Surprisingly, Eleanor Bernstein is the last to go. "Maria," she says, pausing by the door, "I have news that I hope you'll regard as a birthday present. I've just gotten authorization to offer you the job along the lines we've been discussing. Next year, you would be half-History, half-English, with a $7500 grant to begin developing an interdisciplinary curriculum for the following year, probably something you'd want to start this summer. I have no iron-clad guarantee the job would continue in this configuration after the coming school year. But I've got it in writing that next year will be Larry Roganoff's last. So even in the unlikely event that Mandy Merkel actually came back from graduate school to take the English half of your job back, the worst case scenario would be that you'd be full-time History, with another $7500 to finish the curriculum. Sound good to you?"

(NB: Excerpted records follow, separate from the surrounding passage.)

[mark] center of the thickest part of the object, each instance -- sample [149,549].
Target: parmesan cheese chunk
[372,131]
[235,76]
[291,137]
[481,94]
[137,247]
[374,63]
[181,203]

Seventy-five hundred, Maria thinks. After taxes, that would probably translate to about $400 more a month.

"It does sound good," she says. "But can I think about it?"

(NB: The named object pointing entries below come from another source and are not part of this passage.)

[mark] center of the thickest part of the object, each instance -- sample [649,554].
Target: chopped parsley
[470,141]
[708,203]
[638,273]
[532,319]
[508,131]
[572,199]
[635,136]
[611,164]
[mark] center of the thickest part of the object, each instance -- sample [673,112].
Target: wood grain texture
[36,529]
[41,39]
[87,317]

"Of course. But I would like to know as soon as possible."

"How about Monday?"

Dani nods, clearly not thrilled with the prospect of four days, but not wanting to contest it, either. "Monday it is. So what are you doing with the rest of your birthday?"

Maria does not want to tell Dani that she's having dinner tonight with Jack Casey, whom Dani holds in low regard (as indeed Maria herself did until recently). "My kids are coming tomorrow," she says truthfully. "We'll do dinner and a movie. I don't like to make a big deal of my birthday."

"Understood. Well, you have yourself a good one," Dani says. "You deserve it."